The plane didn't hit a concrete fence. Right after the runway there was a strong concrete block that housed some antennas. Those antennas didn't need such reinforced structure. This accident would have been much less severe, if that concrete block weren't there.

[–] BearOfaTime@lemm.ee 3 points 1 month ago* (last edited 1 month ago) (1 children)

Honest question, do you think the outcome would've been significantly better without the reinforced block?

I don't know enough about the layout, the plane, etc, to have a good perspective.

The tower warned the flight of birds in the area

The crew transmitted an emergency message just before the crash

Sounds like it was a crash, not a lack of landing gear. Though the timing on those messages would be informative, I don't see the crew sending a mayday once they impacted the ground.

So I'm wondering if that wall made any difference at all (again, I really don't know, just thinking out loud). I do wonder why they'd construct something so robust in a risk path.
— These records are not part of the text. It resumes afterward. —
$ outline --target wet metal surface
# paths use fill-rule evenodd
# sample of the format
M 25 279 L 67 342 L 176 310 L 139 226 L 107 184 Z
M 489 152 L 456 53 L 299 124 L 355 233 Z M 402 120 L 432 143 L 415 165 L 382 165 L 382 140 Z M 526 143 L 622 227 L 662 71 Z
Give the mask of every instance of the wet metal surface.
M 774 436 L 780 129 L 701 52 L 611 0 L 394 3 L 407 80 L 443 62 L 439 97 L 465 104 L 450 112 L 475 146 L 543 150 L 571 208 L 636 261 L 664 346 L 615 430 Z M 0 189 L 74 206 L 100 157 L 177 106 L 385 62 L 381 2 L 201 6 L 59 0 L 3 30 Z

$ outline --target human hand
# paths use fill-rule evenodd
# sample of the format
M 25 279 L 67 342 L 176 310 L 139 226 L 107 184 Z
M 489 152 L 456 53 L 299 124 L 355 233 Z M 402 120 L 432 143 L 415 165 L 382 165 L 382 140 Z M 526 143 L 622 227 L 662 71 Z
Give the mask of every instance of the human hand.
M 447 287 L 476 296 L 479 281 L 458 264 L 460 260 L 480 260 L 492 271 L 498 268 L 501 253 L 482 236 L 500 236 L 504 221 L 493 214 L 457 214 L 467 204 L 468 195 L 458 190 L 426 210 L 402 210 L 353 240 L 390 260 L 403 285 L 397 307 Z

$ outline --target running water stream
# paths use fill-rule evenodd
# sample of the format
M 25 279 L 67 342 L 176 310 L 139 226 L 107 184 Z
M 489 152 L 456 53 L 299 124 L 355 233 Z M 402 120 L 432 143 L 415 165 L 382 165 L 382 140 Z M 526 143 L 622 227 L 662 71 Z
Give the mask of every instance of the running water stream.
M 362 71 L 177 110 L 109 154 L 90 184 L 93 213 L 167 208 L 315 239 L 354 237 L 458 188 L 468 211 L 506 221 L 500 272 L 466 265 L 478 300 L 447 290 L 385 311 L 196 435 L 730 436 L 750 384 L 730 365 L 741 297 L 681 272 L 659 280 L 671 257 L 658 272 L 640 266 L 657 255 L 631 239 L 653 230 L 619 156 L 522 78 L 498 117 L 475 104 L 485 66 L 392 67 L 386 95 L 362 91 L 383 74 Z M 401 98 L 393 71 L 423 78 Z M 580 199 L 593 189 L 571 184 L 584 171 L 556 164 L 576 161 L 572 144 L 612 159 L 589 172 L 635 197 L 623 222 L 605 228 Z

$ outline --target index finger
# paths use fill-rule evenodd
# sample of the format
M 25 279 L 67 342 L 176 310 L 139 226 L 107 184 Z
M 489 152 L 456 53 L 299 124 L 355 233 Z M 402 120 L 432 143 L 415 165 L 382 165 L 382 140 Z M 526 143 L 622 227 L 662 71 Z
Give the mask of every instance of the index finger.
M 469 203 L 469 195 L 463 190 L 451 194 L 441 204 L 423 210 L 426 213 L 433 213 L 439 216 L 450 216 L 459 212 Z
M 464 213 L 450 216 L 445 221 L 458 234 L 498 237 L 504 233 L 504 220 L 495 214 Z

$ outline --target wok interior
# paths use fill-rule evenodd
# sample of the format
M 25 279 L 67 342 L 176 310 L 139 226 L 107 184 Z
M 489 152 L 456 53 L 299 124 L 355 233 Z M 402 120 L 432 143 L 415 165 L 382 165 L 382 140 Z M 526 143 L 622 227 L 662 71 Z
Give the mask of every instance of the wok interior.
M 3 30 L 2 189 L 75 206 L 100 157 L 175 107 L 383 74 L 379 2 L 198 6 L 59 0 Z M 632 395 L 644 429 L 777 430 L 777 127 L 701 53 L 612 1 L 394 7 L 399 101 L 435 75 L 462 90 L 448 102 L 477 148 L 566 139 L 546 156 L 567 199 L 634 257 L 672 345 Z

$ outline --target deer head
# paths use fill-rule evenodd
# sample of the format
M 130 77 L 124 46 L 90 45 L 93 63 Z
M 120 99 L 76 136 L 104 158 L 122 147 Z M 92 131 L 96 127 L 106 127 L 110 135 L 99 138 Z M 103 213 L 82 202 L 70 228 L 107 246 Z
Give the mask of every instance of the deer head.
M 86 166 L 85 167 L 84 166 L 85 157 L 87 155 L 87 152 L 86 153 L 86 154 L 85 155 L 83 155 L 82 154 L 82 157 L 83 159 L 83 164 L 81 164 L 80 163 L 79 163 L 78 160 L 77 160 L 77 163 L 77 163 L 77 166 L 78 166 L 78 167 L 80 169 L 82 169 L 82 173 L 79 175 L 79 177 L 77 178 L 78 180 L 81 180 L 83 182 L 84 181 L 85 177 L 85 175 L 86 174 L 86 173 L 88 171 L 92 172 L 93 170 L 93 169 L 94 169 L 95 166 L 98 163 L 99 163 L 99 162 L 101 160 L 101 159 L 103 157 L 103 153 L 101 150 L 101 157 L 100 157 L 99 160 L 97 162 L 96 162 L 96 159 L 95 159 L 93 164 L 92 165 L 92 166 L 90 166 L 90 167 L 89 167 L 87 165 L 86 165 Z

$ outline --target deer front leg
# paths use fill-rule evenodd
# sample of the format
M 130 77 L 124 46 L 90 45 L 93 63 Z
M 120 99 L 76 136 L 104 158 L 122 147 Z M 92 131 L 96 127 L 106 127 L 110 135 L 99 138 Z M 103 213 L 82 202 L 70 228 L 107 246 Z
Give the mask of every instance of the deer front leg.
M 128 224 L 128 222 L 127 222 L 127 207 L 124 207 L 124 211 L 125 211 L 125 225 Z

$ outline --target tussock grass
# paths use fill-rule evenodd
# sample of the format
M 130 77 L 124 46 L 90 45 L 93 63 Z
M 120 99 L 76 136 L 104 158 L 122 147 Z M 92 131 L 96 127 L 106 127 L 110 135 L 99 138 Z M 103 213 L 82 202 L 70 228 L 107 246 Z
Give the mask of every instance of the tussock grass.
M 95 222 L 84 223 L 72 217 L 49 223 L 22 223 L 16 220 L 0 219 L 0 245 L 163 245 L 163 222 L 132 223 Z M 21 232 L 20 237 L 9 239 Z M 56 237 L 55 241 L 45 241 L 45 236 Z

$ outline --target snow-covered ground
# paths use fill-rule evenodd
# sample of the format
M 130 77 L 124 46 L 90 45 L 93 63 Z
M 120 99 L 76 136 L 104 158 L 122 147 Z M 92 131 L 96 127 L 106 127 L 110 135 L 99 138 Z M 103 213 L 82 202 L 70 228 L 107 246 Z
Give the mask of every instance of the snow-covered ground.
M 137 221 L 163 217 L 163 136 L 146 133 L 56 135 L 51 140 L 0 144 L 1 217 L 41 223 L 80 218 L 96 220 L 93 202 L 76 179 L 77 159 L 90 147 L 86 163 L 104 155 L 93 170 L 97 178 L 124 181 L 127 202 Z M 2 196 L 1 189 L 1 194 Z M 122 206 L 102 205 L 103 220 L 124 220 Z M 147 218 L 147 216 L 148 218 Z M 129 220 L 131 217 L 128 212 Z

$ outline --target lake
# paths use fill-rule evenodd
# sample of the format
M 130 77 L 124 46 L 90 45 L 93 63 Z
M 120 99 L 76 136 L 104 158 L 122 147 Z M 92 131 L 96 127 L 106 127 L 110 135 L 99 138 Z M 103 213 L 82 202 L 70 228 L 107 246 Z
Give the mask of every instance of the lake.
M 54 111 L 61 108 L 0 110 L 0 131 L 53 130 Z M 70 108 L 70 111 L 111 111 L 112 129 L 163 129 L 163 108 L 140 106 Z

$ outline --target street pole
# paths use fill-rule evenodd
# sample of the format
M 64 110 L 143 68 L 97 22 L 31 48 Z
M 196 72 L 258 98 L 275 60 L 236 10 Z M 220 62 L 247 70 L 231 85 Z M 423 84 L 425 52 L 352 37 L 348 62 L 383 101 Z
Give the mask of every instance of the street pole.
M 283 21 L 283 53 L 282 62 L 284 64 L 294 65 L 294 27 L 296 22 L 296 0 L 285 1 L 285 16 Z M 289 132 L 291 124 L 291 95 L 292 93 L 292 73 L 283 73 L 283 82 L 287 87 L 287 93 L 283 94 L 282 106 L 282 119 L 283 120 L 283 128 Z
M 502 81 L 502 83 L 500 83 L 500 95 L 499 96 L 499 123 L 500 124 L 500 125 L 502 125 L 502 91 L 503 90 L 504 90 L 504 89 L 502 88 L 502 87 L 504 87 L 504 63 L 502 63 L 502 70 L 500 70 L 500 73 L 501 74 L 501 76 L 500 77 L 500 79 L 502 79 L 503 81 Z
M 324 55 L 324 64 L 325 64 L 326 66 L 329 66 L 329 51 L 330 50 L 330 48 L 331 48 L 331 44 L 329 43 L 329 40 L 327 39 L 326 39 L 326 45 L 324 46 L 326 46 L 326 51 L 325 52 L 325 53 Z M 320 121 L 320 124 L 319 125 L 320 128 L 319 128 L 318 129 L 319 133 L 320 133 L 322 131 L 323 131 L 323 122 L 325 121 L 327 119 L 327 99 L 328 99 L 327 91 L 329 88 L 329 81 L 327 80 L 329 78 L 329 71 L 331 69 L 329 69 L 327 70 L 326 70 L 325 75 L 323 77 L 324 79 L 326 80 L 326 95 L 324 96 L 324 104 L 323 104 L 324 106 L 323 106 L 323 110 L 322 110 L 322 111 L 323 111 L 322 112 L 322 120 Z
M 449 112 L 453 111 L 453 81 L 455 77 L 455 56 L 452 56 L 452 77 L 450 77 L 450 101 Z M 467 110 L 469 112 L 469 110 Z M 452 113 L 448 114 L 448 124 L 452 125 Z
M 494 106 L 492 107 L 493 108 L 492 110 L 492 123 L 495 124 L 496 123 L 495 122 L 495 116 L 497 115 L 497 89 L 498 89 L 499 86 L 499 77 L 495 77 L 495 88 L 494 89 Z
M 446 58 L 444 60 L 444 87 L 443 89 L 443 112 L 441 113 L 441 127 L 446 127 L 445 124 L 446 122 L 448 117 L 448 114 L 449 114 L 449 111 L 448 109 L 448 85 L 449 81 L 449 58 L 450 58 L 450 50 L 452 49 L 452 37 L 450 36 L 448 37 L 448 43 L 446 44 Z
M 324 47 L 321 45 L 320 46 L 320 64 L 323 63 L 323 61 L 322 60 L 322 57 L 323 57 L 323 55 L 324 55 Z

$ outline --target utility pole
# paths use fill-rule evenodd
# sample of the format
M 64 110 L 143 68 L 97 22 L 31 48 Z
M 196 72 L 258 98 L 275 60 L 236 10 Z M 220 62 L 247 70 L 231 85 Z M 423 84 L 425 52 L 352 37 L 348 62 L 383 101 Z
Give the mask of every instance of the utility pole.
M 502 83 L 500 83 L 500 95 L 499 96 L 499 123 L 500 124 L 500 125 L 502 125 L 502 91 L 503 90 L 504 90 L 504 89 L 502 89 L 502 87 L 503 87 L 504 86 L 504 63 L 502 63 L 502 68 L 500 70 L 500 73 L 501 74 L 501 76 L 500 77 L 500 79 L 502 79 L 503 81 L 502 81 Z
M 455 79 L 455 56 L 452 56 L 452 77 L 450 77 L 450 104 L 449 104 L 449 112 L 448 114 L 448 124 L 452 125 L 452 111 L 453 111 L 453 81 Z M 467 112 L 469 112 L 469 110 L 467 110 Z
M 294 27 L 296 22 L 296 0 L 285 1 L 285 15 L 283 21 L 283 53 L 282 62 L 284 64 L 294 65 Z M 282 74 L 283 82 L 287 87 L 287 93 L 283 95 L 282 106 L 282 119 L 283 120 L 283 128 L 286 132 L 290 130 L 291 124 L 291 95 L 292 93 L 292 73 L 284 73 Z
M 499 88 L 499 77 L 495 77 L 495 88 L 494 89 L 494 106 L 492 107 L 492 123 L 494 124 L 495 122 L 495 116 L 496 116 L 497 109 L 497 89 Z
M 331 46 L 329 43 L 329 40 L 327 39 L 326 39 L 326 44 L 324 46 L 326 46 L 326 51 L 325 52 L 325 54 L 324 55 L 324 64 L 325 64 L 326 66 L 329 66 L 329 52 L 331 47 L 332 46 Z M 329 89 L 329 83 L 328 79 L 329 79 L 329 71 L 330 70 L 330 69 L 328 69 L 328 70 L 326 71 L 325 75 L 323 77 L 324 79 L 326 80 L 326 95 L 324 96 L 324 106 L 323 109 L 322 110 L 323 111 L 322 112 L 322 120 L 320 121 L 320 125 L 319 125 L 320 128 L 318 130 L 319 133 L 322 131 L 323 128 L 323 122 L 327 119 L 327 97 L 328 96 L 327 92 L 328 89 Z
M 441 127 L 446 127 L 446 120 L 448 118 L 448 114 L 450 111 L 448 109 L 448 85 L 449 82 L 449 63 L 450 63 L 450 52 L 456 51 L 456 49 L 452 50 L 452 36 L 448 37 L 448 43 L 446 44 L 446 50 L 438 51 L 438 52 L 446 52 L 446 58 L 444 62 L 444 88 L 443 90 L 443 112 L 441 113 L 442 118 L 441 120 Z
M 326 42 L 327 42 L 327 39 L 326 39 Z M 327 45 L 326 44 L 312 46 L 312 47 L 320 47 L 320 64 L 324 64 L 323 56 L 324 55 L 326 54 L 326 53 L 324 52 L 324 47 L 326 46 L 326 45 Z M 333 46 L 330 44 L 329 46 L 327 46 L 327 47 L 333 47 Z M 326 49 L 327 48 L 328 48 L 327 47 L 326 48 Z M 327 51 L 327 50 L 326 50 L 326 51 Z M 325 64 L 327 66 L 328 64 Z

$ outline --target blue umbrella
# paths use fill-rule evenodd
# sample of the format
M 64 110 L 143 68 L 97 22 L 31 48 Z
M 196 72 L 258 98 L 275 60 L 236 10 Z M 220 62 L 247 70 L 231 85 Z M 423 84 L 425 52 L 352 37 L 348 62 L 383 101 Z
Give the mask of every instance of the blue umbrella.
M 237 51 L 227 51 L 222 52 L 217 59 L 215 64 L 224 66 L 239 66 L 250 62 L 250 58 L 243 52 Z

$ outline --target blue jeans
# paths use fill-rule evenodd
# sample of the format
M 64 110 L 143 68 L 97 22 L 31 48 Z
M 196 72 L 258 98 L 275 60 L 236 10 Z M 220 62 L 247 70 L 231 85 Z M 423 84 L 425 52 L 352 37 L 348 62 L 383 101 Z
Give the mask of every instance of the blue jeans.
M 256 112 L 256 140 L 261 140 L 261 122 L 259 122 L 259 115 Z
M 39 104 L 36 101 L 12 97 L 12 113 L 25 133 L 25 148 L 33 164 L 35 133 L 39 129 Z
[–] ClassyHatter@sopuli.xyz 2 points 1 month ago

The plane belly landed and slid on the runway. If there were enough flat ground for the plane to come to a stop, the passengers would have been more or less fine (assuming the plane wouldn't have caught on fire). Instead, the plane turned into a fireball immediately it hit the wall. Of course, there were other obstacles behind the runway which the plane might have hit, but the plane would have also lost some speed before hitting them.